Le cap des 4 millions de chômeurs franchi en Allemagne

Nuremberg (Allemagne), février 2002 – Le nombre de chômeurs est repassé au-dessus du seuil des quatre millions en Allemagne, un camouflet pour le chancelier Gerhard Schroeder qui a fait de l’emploi la grande priorité de son mandat et affronte des élections difficiles en septembre.

Avec 4,29 millions de demandeurs d’emplois comptabilisés fin janvier, le chômage est au plus haut depuis treize mois, selon les statistiques publiées mercredi par l’Office fédéral du Travail.

Comparé à décembre, le nombre de chômeurs a bondi de 326 400 et affecte désormais 10,4% de population active en janvier, contre 9,6% le mois précédent. Il s’agit de chiffres bruts, ceux qu’utilisent les responsables politiques pour se rejeter la responsabilité du chômage.

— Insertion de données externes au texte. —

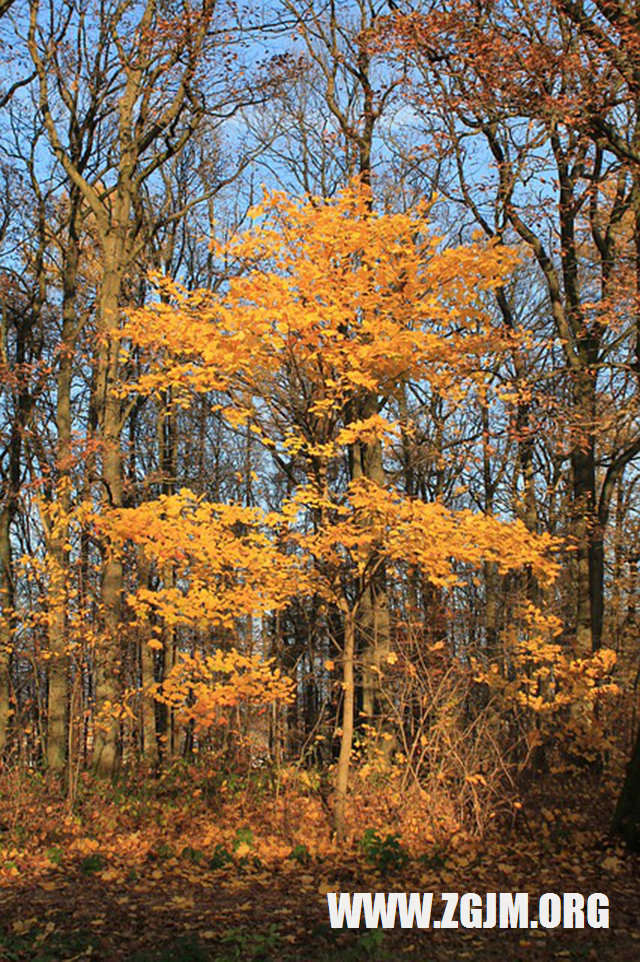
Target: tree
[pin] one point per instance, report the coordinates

Le tableau n’est guère plus réjouissant en données corrigées des variations saisonnières (CVS), davantage suivies par les marchés financiers: une progression de 31 000 personnes pour un total de 3,978 millions de chômeurs en janvier, soit 9,6% de la population active.

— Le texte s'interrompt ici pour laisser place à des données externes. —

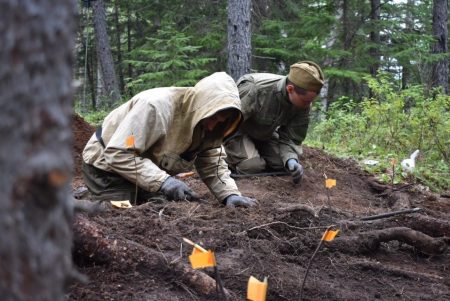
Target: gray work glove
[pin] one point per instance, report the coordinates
(234, 200)
(177, 190)
(296, 170)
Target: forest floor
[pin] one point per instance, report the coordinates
(139, 254)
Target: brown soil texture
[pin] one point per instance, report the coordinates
(274, 242)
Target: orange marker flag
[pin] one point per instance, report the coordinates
(201, 258)
(257, 290)
(329, 235)
(329, 183)
(129, 142)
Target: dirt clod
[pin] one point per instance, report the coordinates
(276, 240)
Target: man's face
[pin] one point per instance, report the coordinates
(211, 122)
(300, 100)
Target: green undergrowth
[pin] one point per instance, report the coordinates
(388, 128)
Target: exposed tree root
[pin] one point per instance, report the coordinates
(429, 225)
(370, 241)
(92, 244)
(394, 271)
(299, 207)
(399, 200)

Bien que sous la barre des quatre millions, il s’agit du chiffre le plus élevé depuis deux ans. Pour le président de l’Office du Travail, Bernhard Jagoda, le marché du travail a pris un coup de froid: le pic de janvier est la conséquence, à 90%, du mauvais temps, a-t-il affirmé. La neige et le froid conduisent les entreprises à supprimer des emplois en particulier dans le bâtiment et le secteur agricole.

L’autre explication, les 10% restants, réside, selon lui, dans la faiblesse de l’économie allemande, techniquement en récession.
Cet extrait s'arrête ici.